Setelah diterpa Siklon Seroja yang diikuti banjir bandang dan tanah longsor awal April lalu, Lembata adalah salah satu wilayah di NTT yang terdampak paling parah. Pemerintah setempat bahkan menetapkan masa tanggap darurat selama hampir sebulan hingga 5 Mei 2021.

 

 

Dari data yang dirilis Posko Utama BPBD Lembata (25/4), banjir bandang itu telah mengakibatkan 46 orang meninggal, 23 orang dinyatakan hilang, 55 orang luka-luka, 1.770 keluarga (sekitar 5.490 orang) mengungsi, 604 unit rumah rusak, 68 unit fasilitas umum rusak berat, dan sejumlah kerugian material lainnya.

 

 

Salah satu jalur yang dilalui banjir bandang menyapu pemukiman warga di Desa Waimatan  (Foto: Edward Angimoy)

 

 

Meskipun masa pencarian dan evakuasi korban telah dihentikan pemerintah, namun masyarakat masih melakukan pencarian secara mandiri terhadap anggota keluarganya yang hilang.

 

 

Sementara itu, ribuan keluarga dari 16 desa terdampak masih tinggal di pengungsian hingga kini. Secara umum, ada tiga tipe pengungsian.

 

 

Pertama adalah pengungsian yang berada di rumah-rumah warga. Ketika banjir bandang terjadi, para pengungsi memilih untuk berlindung di rumah-rumah warga yang tidak terdampak.

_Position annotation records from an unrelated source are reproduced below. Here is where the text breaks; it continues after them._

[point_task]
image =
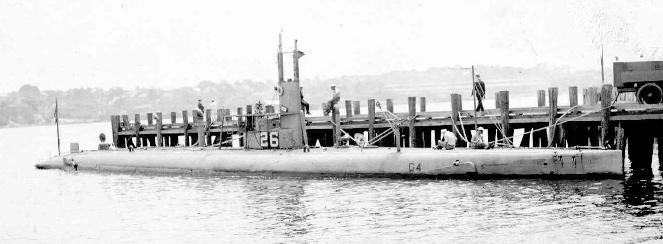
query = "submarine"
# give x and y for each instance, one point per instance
(289, 154)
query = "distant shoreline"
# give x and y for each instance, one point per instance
(62, 122)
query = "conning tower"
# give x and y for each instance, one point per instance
(292, 133)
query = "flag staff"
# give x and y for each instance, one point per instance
(57, 123)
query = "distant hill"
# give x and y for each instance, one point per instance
(29, 105)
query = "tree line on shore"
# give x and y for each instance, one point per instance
(30, 106)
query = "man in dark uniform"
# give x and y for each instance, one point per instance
(305, 106)
(479, 91)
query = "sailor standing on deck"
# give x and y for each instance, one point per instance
(479, 91)
(305, 106)
(335, 98)
(477, 140)
(200, 111)
(447, 140)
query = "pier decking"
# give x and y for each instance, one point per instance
(575, 125)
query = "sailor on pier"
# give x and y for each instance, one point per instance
(479, 91)
(447, 140)
(335, 98)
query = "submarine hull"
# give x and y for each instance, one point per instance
(349, 161)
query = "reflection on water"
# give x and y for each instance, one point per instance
(66, 207)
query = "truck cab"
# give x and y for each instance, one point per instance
(645, 78)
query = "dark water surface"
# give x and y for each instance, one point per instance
(51, 206)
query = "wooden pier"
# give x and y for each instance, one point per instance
(598, 122)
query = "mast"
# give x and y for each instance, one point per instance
(279, 58)
(602, 73)
(296, 54)
(57, 124)
(474, 100)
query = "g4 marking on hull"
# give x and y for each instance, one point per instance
(414, 167)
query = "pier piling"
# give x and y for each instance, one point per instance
(412, 113)
(606, 99)
(185, 125)
(541, 98)
(456, 106)
(356, 106)
(573, 96)
(159, 128)
(371, 118)
(390, 105)
(504, 111)
(553, 139)
(422, 104)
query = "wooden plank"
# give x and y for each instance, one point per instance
(412, 113)
(541, 98)
(159, 128)
(371, 118)
(390, 105)
(590, 96)
(606, 99)
(552, 104)
(504, 108)
(348, 108)
(422, 104)
(356, 106)
(446, 114)
(573, 96)
(185, 121)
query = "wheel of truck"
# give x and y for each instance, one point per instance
(649, 93)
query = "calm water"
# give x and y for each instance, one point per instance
(50, 206)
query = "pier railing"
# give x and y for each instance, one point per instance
(595, 122)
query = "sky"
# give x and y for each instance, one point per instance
(58, 44)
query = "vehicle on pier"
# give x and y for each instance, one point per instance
(645, 78)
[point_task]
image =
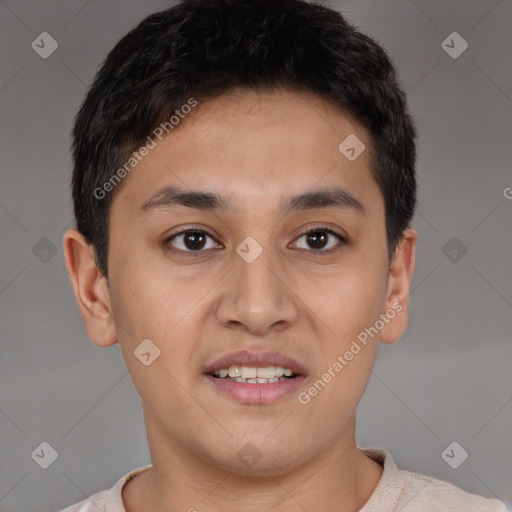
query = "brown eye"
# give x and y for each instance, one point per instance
(190, 241)
(321, 240)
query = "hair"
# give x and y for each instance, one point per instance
(206, 48)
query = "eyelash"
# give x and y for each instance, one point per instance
(324, 229)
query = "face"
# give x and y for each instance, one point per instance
(205, 276)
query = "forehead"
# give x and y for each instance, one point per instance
(254, 147)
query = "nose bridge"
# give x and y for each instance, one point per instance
(258, 297)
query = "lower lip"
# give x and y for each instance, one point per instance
(256, 393)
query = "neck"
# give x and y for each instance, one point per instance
(340, 478)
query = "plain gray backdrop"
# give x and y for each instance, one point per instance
(447, 380)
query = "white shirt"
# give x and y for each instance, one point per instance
(398, 490)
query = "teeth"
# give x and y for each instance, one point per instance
(254, 375)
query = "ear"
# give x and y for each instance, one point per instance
(91, 288)
(400, 275)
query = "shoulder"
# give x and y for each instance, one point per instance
(95, 503)
(406, 491)
(422, 492)
(108, 500)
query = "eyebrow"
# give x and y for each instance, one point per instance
(171, 196)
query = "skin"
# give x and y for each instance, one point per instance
(256, 148)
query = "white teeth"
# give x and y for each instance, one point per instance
(253, 374)
(248, 373)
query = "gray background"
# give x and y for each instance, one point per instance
(448, 379)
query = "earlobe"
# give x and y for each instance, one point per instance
(400, 276)
(91, 290)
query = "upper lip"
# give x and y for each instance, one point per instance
(255, 359)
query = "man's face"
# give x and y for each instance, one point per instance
(197, 298)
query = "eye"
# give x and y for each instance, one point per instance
(318, 239)
(191, 240)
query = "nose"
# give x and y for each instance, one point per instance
(259, 299)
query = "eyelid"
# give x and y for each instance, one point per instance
(317, 229)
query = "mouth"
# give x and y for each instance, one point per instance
(255, 378)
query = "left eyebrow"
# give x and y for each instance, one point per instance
(325, 198)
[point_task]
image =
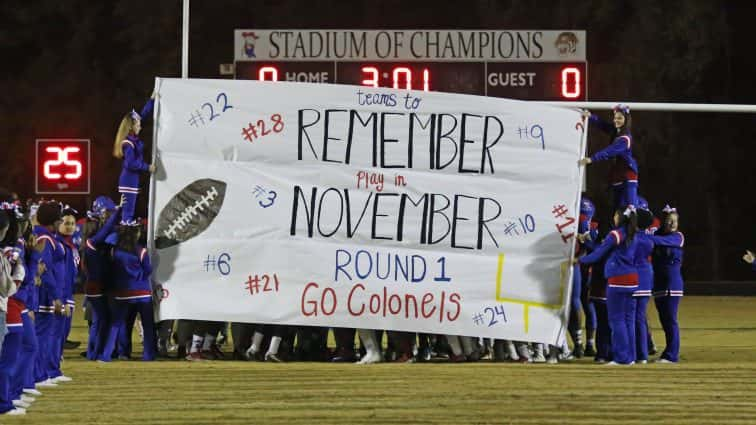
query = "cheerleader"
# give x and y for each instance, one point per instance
(129, 147)
(50, 305)
(580, 282)
(622, 280)
(66, 230)
(96, 266)
(597, 295)
(131, 280)
(12, 323)
(623, 176)
(645, 247)
(668, 282)
(750, 258)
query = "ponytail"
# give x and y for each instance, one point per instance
(126, 126)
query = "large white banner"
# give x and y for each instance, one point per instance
(346, 206)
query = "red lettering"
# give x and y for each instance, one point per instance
(322, 301)
(399, 302)
(314, 304)
(377, 308)
(428, 299)
(385, 301)
(349, 300)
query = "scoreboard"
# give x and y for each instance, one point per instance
(526, 65)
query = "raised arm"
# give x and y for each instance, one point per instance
(609, 242)
(620, 145)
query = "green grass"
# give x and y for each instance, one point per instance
(715, 383)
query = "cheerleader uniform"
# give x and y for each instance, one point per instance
(643, 293)
(623, 176)
(597, 295)
(132, 167)
(622, 281)
(23, 376)
(668, 288)
(71, 271)
(45, 319)
(96, 268)
(11, 344)
(131, 279)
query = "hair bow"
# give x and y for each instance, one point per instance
(669, 210)
(621, 108)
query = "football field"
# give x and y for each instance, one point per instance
(715, 383)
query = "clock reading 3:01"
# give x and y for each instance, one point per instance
(556, 74)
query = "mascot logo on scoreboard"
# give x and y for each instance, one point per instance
(249, 43)
(566, 43)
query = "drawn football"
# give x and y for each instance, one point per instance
(190, 212)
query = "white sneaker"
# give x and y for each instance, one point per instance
(512, 351)
(371, 357)
(22, 404)
(250, 354)
(47, 383)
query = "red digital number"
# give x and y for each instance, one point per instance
(571, 83)
(373, 80)
(61, 158)
(262, 74)
(400, 76)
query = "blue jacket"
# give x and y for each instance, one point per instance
(131, 275)
(133, 157)
(643, 251)
(24, 292)
(620, 268)
(51, 255)
(625, 167)
(96, 260)
(667, 258)
(70, 267)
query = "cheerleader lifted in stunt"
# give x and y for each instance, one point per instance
(623, 176)
(129, 147)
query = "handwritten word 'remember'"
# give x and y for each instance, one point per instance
(393, 139)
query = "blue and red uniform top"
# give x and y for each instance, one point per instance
(643, 251)
(16, 306)
(597, 290)
(23, 295)
(70, 267)
(133, 158)
(96, 261)
(131, 275)
(51, 256)
(667, 260)
(30, 292)
(620, 268)
(625, 167)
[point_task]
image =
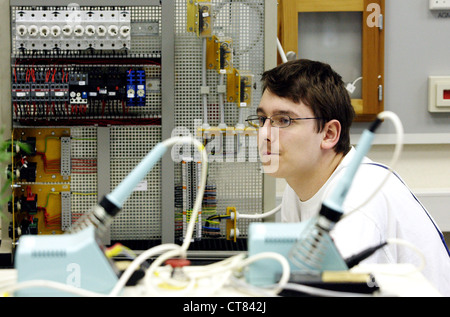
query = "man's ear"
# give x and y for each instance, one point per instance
(331, 133)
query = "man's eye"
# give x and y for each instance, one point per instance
(283, 120)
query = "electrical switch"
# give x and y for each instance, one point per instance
(439, 94)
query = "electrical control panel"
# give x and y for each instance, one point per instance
(72, 28)
(94, 87)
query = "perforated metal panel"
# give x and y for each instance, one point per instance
(141, 214)
(83, 170)
(239, 184)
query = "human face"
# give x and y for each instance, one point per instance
(292, 151)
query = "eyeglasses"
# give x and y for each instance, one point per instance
(277, 121)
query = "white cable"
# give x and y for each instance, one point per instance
(259, 216)
(315, 291)
(281, 51)
(137, 262)
(204, 96)
(397, 151)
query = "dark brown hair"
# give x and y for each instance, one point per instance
(319, 87)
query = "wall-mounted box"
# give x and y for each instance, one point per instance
(439, 93)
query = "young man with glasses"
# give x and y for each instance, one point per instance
(304, 120)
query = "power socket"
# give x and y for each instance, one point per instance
(439, 4)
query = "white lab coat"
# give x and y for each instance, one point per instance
(393, 212)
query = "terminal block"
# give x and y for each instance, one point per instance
(220, 54)
(136, 91)
(240, 85)
(231, 227)
(200, 18)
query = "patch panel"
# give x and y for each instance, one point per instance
(72, 29)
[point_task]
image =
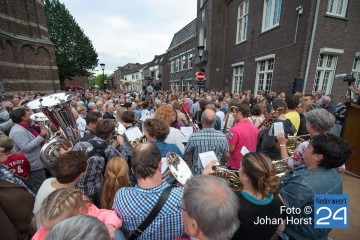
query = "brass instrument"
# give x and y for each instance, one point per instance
(232, 113)
(280, 167)
(294, 141)
(271, 117)
(57, 109)
(195, 124)
(136, 142)
(181, 172)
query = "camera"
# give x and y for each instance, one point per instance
(346, 78)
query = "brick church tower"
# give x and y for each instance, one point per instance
(27, 56)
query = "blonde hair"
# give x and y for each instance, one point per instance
(65, 202)
(166, 113)
(259, 168)
(116, 177)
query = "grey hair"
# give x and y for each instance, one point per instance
(320, 120)
(206, 120)
(91, 104)
(79, 227)
(210, 202)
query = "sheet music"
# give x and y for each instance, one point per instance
(207, 157)
(133, 133)
(164, 165)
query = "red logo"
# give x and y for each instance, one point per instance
(200, 76)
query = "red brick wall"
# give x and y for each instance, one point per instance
(27, 57)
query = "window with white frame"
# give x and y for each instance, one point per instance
(264, 75)
(356, 72)
(337, 8)
(183, 63)
(325, 73)
(271, 14)
(238, 76)
(177, 63)
(190, 57)
(242, 21)
(172, 66)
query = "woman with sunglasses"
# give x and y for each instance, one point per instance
(317, 176)
(318, 122)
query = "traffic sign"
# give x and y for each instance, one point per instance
(200, 76)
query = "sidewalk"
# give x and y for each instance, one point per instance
(351, 186)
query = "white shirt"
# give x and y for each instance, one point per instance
(175, 137)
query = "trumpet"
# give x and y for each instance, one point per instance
(230, 176)
(136, 142)
(181, 171)
(280, 167)
(195, 124)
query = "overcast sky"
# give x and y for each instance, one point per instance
(124, 31)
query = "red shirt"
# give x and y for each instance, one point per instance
(31, 130)
(18, 165)
(245, 133)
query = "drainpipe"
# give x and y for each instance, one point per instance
(311, 44)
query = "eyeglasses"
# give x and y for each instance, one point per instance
(180, 207)
(6, 154)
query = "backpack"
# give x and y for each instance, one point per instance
(98, 149)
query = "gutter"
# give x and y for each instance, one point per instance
(311, 45)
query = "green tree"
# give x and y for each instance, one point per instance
(98, 80)
(75, 54)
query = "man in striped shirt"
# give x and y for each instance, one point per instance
(208, 139)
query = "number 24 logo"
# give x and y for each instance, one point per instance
(321, 221)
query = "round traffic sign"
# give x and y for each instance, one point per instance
(200, 76)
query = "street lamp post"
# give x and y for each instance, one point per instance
(102, 65)
(201, 54)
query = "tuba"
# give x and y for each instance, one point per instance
(136, 142)
(181, 172)
(232, 113)
(57, 109)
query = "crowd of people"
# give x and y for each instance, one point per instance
(107, 187)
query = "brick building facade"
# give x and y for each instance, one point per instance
(27, 56)
(263, 44)
(182, 59)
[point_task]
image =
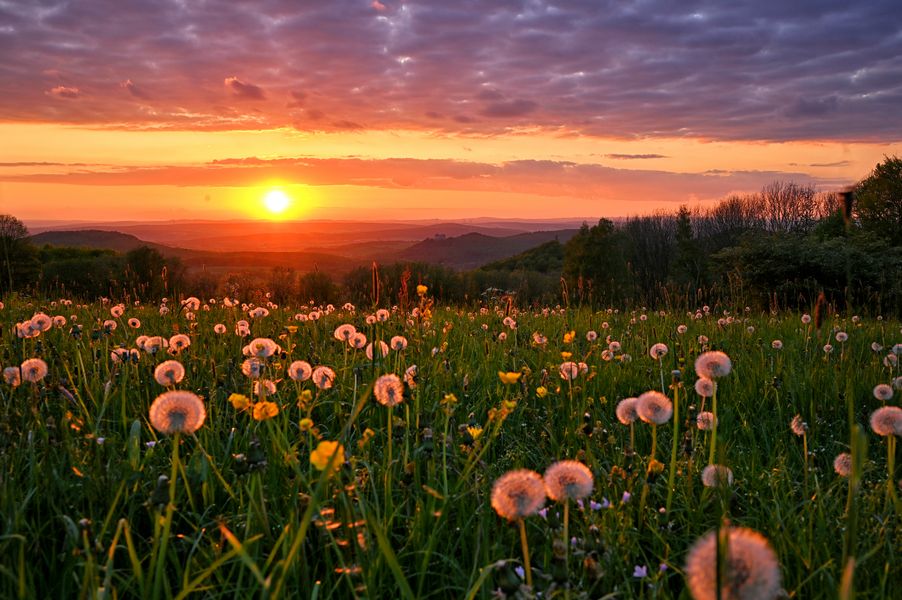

Untuk tipe ini, pada umumnya tuan rumah dan pengungsi masih memiliki hubungan kekerabatan.

 

 

Kedua adalah pengungsian yang berada di area perkebunan. Rata-rata yang mengungsi di kebun adalah mereka yang memiliki kebun tersebut. Mereka tinggal di pondok-pondok yang sebelumnya merupakan tempat mereka menyimpan hasil panen. Di masa darurat seperti bencana ini, mereka memfungsikan pondok-pondok tersebut sebagai hunian sementara.

 

 

Kondisi pondok di pengungsian kebun (Foto: Muchamad Awal)

 

 

Sementara yang ketiga adalah pengungsian yang disediakan pemerintah. Mereka mengalihfungsikan sejumlah bangunan seperti kantor dan sekolah untuk dijadikan posko yang ditempati pengungsi.

 

No.

Keterangan

Jumlah Pengungsi

Lokasi Pengungsian

KK

Jiwa

1.

Pengungsi yang mengungsi di kebun warga

123

409

Kea Kodun, Duliwoho, Podu, Roko Onen, Besaman Hurun, Sinaria

2.

Pengungsi di Rumah Warga

213

659

 

23

59

Desa Waowala

26

82

Desa Petuntawa

14

54

Desa Kolontobo

1

4

Desa Laranwutun

149

446

Kelurahan Lewoleba Timur

3

10

Kelurahan Selandoro

3.

Pengungsi di Posko Pemerintah

318

1.172

 

Sumber: Barakat, 2021

 

 

Sejauh pantauan di lapangan, situasi paling memprihatinkan ada di pengungsian kebun. Selain harus tinggal secara berdesakan di dalam pondok yang sempit, mereka juga tidak memiliki pasokan air bersih yang cukup dan toilet darurat yang sehat. Tidak hanya itu, pondok yang rata-rata terbuka itu membuat para pengungsi sangat kedinginan ketika malam tiba.

 

Anak-anak mengisi hari-hari di pengungsian dengan bermain. Seperti tampak di latar belakang, pondok-pondok di kebun rata-rata terbuka (Foto: Muchamad Awal)

 

 

Meskipun ada sebuah sumur galian yang telah dibangun jauh sebelum bencana, namun itu tidak cukup memenuhi kebutuhan semua keluarga yang tinggal secara terpencar. Apalagi, jarak antara titik sumur dan sebagian besar pondok sangat jauh.

 

 

Sumur gali ini adalah tumpuan sejumlah warga untuk memenuhi kebutuhan memasak dan mencuci (Foto: Edward Angimoy)

 

 

Beberapa unit toilet darurat sebenarnya tengah dibangun sejumlah organisasi relawan. Namun hampir serupa dengan sumur, letak toilet itu pun jauh dari pondok para pengungsi. Dalam praktiknya, mereka akhirnya tak punya pilihan selain BAB secara terbuka di hamparan kebun.

 

 

Hasil panen jagung untuk persediaan selama di pengungsian (Foto: Edward Angimoy)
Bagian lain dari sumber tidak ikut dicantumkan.